An inDEPTH Look at Twins: Separating Craniopagus Conjoined Twins and How Twin Research Can Prevent Smoking

August 17, 2022 Physician's Weekly Season 2 Episode 56
Physician's Weekly Podcast
An inDEPTH Look at Twins: Separating Craniopagus Conjoined Twins and How Twin Research Can Prevent Smoking
Show Notes

Welcome to this episode of Physician’s Weekly podcast. I am your host, Dr Rachel Giles, from Medicom Medical Publishers, in collaboration with Physician’s Weekly. 

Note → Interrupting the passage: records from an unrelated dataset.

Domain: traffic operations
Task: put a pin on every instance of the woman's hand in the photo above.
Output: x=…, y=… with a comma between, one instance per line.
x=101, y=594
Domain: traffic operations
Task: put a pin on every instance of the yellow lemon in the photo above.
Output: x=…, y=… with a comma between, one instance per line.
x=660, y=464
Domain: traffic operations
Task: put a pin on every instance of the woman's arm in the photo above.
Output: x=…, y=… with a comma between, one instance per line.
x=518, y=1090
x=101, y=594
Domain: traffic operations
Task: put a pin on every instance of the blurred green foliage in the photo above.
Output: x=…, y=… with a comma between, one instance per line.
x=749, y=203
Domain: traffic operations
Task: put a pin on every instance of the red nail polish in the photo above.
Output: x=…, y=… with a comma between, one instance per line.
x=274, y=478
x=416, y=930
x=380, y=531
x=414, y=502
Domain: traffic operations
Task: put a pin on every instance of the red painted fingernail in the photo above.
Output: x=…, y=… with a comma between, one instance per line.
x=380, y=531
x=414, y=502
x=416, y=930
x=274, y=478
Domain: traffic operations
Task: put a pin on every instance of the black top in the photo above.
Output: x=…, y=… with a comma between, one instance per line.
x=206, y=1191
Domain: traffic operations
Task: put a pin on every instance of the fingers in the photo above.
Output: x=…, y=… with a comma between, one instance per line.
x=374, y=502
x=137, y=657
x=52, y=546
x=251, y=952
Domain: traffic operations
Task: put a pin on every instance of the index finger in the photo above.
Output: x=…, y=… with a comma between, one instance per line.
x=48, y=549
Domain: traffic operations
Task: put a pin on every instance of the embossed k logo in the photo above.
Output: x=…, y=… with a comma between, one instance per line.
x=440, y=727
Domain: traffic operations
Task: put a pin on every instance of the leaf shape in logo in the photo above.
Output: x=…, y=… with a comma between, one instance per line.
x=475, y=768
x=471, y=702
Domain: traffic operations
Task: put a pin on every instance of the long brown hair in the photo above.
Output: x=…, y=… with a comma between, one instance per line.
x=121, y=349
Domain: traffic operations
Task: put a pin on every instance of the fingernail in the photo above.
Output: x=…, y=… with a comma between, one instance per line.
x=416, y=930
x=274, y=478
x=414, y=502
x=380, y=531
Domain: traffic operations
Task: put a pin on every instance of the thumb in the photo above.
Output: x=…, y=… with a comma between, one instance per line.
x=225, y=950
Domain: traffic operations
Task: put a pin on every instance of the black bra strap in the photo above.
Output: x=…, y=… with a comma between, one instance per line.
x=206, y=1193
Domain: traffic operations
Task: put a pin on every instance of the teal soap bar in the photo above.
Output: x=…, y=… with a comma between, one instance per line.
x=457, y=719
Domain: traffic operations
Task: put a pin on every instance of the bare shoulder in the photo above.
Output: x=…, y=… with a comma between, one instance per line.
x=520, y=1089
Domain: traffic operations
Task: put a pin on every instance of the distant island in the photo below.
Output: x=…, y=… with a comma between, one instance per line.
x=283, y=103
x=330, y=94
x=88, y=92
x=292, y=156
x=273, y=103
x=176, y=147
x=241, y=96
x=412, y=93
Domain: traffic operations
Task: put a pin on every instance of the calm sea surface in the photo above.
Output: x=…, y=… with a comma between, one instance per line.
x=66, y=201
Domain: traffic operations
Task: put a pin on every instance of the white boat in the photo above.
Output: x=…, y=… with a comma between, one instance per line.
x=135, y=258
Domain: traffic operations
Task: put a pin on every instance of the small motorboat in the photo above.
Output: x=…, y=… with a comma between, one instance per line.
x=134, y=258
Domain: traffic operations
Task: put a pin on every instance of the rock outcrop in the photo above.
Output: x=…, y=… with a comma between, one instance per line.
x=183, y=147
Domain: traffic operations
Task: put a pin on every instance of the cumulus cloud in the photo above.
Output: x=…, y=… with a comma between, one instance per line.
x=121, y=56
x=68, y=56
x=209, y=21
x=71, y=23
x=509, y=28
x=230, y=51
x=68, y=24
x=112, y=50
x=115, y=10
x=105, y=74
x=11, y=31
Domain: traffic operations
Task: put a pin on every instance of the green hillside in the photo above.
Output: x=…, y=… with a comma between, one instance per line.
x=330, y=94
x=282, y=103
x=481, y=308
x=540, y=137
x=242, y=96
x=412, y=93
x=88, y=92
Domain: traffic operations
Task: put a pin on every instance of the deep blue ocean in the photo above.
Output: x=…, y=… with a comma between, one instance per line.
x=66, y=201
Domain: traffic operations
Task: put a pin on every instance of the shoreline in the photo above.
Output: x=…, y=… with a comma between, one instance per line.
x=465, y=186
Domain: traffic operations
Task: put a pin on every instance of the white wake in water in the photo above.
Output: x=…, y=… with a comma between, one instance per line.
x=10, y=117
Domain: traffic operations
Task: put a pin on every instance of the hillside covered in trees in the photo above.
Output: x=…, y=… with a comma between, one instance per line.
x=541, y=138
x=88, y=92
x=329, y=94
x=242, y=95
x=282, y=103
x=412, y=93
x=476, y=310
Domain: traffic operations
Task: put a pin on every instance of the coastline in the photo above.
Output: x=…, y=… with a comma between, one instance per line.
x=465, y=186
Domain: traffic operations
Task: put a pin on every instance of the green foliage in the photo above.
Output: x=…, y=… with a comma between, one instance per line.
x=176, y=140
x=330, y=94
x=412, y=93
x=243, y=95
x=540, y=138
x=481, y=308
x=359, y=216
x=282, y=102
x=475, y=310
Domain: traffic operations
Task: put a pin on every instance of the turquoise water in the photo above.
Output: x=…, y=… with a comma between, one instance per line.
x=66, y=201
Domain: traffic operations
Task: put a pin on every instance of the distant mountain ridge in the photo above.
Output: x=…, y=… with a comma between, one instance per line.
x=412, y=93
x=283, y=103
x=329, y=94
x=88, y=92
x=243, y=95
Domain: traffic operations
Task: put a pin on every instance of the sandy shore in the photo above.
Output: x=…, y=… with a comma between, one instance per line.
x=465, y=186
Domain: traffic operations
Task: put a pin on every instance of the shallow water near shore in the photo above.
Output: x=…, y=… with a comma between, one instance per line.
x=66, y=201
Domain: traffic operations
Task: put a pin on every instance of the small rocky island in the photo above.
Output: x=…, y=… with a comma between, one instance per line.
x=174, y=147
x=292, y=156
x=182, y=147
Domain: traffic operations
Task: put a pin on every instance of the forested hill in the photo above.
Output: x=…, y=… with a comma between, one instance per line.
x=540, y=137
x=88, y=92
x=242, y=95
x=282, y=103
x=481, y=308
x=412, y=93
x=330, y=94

Today’s episode features two interviews, with an inDEPTH look at twins. In 1984, Hrubec and Robinette published what was arguably the first review of the role of twins in medical research. The authors acknowledged a growing distinction between two categories of twin studies: those aimed at assessing genetic contributions to disease and those aimed at assessing environmental contributions while controlling for genetic variation. “Classical twin models” compare phenotypic similarity within monozygotic or identical twin pairs to that within dizygotic or fraternal pairs to establish the proportion of variance in a given trait due to genetic variation within a population and the proportion due to environmental variation. ‘Twin differences’ or ‘discordant twin models', which focus on comparisons within monozygotic pairs control for maternal factors during pregnancy, gestational age, location and season of birth, postnatal familial factors, age, ethnicity, gender, and genetics, they are very useful in teasing out environmental factors. Later in this episode, we interview Dr. Karri Silventoinen (Dept Public Health, University Helsinki, Finland), an expert in twin studies, about his recent publication in Science Reports that identifies the significant effect of education on smoking prevention and cessation through discordant twin study involving more than 100,000 twin pairs. 

But first I catch up with a doctor who was recently in world news for successfully separating craniopagus conjoined twins with fused brains, pediatric neurosurgeon Professor Owase Jeelani, from the Great Ormond Street Hospital for Children in London, the UK. Dr. Jeelani tells us how the surgery was “a really close call”, and how the team overcame an unexpected obstacle. In 2019, Dr. Jeelani co-founded Gemini Untwined, a global charity dedicated to supporting the research and treatment of craniopagus twins.

Enjoy listening!

 

Additional reading

Hrubec Z, Robinette CD. The study of human twins in medical research. N Engl J Med. 1984 Feb 16;310(7):435-41.

McCallum S, BBC News 1 August 2022, Conjoined twins separated with the help of virtual reality. https://www.bbc.com/news/technology-62378452

Silventoinen K, et al. Smoking remains associated with education after controlling for social background and genetic factors in a study of 18 twin cohorts. Sci Rep. 2022 Jul 31;12(1):13148.